The advantage of scientific or secular humanism is that it teaches us to be self-reliant and rational, that we mustn’t wait for or pray to gods to solve our problems. Scientific humanists make claims that are verifiable and correctable, whereas religionists believe in dogmas, which are neither. Clearly, secular humanism is not a religion. To argue that secular humanism is a religion — as the Christian Coalition does — is to argue the absurd idea that science is a religion.
Gods may exist somewhere in intergalactic space, but they don’t seem to be concerned. Such a verifiable observation was made over two millennia ago by Protagoras (“the first great humanist”), Epicurus, and Lucretius –all outstanding ancient agnostic philosophers. Today agnosticism is still our best pragmatic philosophy of life. This is why, most humanists are either agnostics or atheists.
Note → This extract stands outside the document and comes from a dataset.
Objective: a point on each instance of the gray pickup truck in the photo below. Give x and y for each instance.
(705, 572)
But if gods don’t care, then what’s the difference between an agnostic and an atheist? Even if they exist, gods don’t respond to prayers and do not break at will Newton’s Law of Universal Gravitation or any scientific law ever discovered by man or woman. So why pray in the classroom or in the Capitol?
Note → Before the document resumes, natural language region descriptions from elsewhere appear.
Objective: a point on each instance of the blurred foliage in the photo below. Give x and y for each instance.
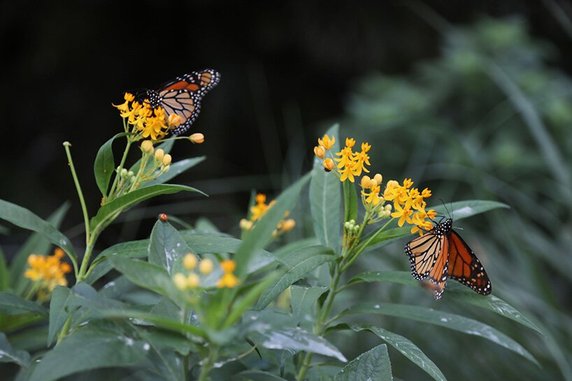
(492, 117)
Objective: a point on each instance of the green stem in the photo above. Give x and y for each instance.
(320, 325)
(121, 164)
(65, 330)
(208, 363)
(85, 213)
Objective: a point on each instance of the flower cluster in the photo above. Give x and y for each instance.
(198, 270)
(350, 164)
(147, 121)
(409, 205)
(259, 209)
(401, 202)
(47, 272)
What’s left? Human intelligence, human compassion, humanitarian science — as I told my students in the American Humanist Tradition class I taught at the Albuquerque Technical Vocational Institute in the fall of 1995. Technology, if abused, may destroy us all — but so will Nature when the Sun, “whom” we used to worship, eventually burns up its hydrogen fuel and becomes a red giant, reducing all living things to ashes. In the long meantime (which may take up to eight billion years), we will have only us to blame if we annihilate ourselves sooner than eventually being annihilated by the Sun or some other natural cosmic disaster.
It is high time we brought the science of secular humanism to the attention of all our high school and college students. We must teach them to study freethought and rationalism from which modern science was born and upon which it is based. We must teach them to make very informed decisions about Nature, human life, and the universe. Those who cannot make such a decision will eventually have to choose between the Pope or Carl Sagan, between Pat Robertson or Thomas Jefferson, between what their grandpa told them and what Albert Einstein tells them.
The Department of Education, if it survives the present onslaught by Christian Republicans, must show its commitment to science and reason by allowing secular humanism to be part of every scientific and educational program in the country. The Department can no longer afford to avoid this responsibility to our students, while humanists are bogged down in endless debates with politically influential religionists about evolution, creationism, school prayer, and abortion.
Dogmas of whatever nature — religious, political, moral — confuse and can permanently cripple the young mind. Public educators have no business supporting prayer or promoting Christian metaphysics. Religious indoctrination, if at all necessary, must be left at home and in the churches, not in the public school.
If we disallow or continue to avoid teaching secular humanism in our public schools, we may destroy our only hope to survive the current environmental and political crises, we may destroy our only hope to create a better life for our children — without the horrors of the Holy Inquisition, religious wars, and murders committed in the name of “God.”
Kaz Dziamka is an instructor in the Arts and Sciences Department at the Technical-Vocational Institute in Albuquerque, New Mexico.